A Spanish counter-terrorism source said he had lived in Spain for seven years until last year and had travelled to Syria from France.

French Interior Minister Bernard Cazeneuve confirmed that Spanish intelligence services had flagged the man to France "due to his membership of the radical Islamist movement."
 

Armed with a Kalashnikov assault rifle, a Luger automatic pistol, nine cartridge clips and a box-cutter, the attacker opened fire on board the high-speed train just after it crossed from Belgium into northern France.

A 28-year-old French passenger spotted the gunman as he exited a toilet cubicle and tried to disarm him, but Khazzani slipped away and fired several shots.

Then a Franco-American traveller in his 50s clashed with the man and was shot and wounded. But the attack was quickly stopped when two off-duty US servicemen and their friend charged the gunman and restrained him.

"I looked back and saw a guy enter with a Kalashnikov. My friends and I got down and then I said 'Let's get him'," Alek Skarlatos, a 22-year-old member of the National Guard in Oregon who recently returned from Afghanistan, told France's BFMTV.

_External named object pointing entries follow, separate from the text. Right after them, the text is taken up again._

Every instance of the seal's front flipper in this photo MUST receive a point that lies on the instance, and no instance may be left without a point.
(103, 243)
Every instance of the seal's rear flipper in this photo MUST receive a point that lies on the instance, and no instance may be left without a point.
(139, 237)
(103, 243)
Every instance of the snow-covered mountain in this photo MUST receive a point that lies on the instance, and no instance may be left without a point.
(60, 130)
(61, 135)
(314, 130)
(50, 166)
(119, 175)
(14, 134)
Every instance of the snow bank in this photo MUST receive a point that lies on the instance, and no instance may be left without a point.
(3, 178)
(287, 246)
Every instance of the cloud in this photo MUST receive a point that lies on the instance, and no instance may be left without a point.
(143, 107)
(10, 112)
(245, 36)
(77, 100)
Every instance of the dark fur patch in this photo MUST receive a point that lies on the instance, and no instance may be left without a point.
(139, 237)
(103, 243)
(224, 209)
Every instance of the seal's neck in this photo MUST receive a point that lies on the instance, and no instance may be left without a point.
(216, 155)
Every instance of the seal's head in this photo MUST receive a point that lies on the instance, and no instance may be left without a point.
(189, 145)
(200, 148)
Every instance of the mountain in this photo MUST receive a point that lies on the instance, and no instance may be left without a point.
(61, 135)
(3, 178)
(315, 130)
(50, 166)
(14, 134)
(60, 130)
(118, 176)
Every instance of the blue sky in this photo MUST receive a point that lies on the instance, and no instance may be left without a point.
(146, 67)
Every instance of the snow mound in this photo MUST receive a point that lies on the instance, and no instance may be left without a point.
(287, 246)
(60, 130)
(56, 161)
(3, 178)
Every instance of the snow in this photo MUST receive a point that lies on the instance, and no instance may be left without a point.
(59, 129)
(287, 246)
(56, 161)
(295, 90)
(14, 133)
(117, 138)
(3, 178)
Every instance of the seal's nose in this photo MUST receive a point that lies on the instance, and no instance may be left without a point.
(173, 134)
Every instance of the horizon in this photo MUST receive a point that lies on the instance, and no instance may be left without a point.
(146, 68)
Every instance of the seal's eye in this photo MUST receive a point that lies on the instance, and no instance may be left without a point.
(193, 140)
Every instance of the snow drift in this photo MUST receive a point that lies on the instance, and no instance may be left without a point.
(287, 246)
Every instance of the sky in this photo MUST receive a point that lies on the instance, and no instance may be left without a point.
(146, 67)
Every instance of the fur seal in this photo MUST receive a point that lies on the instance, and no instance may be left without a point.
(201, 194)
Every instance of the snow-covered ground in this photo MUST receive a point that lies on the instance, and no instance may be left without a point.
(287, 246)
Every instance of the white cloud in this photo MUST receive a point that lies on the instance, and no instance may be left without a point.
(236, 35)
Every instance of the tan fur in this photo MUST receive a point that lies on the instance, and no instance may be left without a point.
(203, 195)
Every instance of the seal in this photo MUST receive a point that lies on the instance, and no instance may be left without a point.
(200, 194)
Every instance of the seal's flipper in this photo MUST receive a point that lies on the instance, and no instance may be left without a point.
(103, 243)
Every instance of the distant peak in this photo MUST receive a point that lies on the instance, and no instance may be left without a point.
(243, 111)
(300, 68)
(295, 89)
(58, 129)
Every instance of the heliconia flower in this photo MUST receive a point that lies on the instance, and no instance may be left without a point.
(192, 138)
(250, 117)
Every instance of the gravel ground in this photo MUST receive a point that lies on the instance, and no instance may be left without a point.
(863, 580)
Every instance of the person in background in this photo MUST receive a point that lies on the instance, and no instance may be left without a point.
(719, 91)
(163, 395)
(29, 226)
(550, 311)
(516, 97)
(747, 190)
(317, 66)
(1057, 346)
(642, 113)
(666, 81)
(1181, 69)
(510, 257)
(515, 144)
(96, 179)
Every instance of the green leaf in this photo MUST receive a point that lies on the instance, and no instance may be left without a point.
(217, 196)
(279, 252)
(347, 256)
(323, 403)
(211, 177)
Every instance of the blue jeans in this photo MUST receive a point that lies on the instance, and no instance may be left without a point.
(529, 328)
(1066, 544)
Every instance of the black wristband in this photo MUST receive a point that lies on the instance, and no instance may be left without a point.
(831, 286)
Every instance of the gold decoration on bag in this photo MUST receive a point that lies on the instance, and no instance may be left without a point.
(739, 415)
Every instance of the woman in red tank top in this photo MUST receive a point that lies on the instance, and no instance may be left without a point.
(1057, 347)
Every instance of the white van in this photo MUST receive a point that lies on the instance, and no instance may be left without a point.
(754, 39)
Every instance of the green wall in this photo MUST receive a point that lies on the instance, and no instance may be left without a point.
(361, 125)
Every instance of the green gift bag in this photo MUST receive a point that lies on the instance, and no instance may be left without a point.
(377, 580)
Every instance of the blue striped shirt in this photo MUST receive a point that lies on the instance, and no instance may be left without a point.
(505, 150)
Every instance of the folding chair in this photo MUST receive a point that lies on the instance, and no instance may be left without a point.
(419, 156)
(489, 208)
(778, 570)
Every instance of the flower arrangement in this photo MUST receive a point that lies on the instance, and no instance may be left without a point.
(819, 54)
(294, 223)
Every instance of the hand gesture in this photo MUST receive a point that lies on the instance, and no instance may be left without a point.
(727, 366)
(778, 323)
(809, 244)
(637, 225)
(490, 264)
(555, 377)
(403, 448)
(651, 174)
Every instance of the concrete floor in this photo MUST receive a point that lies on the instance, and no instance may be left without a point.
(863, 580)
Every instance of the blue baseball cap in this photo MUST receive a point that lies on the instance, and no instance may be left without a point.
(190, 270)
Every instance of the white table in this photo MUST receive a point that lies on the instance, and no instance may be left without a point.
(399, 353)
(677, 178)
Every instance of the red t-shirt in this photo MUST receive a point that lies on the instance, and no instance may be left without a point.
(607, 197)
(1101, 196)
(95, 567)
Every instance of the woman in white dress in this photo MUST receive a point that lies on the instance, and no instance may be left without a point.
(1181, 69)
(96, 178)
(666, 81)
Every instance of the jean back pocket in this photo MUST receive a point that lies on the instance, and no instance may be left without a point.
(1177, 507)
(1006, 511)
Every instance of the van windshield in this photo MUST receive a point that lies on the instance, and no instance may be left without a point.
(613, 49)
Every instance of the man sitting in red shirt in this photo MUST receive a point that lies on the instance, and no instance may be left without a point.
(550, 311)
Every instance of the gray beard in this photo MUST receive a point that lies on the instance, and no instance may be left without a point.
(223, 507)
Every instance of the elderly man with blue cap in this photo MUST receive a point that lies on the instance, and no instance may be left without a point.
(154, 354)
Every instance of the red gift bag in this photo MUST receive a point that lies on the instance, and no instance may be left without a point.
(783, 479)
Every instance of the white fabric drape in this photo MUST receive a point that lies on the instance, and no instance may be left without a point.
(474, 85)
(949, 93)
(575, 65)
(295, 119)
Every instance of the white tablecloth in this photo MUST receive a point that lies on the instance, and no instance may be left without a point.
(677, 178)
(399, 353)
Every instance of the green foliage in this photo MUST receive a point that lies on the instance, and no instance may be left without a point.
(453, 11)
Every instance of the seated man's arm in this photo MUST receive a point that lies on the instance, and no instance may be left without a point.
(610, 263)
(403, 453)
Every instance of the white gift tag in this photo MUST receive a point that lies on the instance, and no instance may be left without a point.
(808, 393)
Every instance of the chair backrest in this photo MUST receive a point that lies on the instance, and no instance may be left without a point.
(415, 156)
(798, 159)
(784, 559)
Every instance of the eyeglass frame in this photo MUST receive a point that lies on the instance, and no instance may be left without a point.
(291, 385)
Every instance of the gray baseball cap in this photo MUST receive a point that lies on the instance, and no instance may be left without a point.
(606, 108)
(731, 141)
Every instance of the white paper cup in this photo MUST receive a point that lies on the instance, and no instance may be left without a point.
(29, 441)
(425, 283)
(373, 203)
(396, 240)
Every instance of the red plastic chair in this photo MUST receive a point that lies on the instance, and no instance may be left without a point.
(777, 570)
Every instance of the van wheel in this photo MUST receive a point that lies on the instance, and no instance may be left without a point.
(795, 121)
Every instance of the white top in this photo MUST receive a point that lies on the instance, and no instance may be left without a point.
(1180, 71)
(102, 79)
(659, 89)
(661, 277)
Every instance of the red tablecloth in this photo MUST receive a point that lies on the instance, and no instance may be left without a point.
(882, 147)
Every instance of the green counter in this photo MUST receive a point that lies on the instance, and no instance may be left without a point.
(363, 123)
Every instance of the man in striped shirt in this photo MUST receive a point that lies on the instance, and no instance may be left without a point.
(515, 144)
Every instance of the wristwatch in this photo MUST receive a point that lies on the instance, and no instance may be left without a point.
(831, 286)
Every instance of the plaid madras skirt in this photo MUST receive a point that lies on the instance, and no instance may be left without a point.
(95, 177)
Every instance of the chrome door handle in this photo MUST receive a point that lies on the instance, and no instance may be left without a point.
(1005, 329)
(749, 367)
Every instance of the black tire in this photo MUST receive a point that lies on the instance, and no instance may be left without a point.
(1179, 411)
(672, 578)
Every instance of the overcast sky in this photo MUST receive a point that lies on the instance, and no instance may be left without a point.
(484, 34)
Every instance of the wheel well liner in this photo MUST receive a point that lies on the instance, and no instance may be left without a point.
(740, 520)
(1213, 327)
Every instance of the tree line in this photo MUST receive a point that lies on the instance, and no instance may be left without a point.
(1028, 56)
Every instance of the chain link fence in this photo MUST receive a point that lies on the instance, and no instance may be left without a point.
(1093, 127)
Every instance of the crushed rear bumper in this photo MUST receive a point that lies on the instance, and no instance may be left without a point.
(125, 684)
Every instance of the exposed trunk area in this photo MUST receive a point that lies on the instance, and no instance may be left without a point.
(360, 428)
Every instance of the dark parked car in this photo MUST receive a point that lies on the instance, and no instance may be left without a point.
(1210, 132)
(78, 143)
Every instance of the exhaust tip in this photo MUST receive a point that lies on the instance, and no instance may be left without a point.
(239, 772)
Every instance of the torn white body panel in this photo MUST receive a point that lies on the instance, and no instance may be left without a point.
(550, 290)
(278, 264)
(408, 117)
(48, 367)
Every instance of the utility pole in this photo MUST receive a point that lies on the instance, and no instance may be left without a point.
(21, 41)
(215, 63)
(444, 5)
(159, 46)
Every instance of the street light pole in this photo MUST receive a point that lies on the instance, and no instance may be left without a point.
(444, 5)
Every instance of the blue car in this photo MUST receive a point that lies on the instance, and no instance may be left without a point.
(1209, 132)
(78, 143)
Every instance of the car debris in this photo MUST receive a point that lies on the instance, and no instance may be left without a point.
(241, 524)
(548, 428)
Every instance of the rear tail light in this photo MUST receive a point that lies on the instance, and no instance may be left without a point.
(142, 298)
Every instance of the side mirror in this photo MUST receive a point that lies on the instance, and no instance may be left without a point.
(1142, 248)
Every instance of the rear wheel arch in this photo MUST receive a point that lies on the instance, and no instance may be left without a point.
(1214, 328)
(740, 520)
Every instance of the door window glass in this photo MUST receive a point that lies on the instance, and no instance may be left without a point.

Spencer Stone, who serves in the US Air Force, was first to the gunman who slashed him in the neck and almost sliced off his thumb with a box-cutter.

"At that point I showed up and grabbed the gun from him and basically started beating him in the head until he fell unconscious," said Skarlatos.

His friend Anthony Sadler, a 23-year-old student at Sacramento State University, and a British business consultant, Chris Norman, then helped keep the man subdued.

Norman, 62, said he thought the suspect's gun may have jammed, preventing more bloodshed.

"My first reaction was to hide but... My thought was I'm probably going to die anyway, I'd rather die being active, trying to get him down than simply sit in the corner and be shot," he told reporters.

"I don't feel like a hero. If it wasn't for Spencer, I think we would all be dead."

With the man floored, Skarlatos left to search for more gunmen, while Norman helped tie up the attacker with his tie.

Despite his own injuries, Stone then went to help the man who had been shot in the shoulder. Both were hospitalised but are said to be recovering well, and Stone was released later Saturday after surgery on his hand.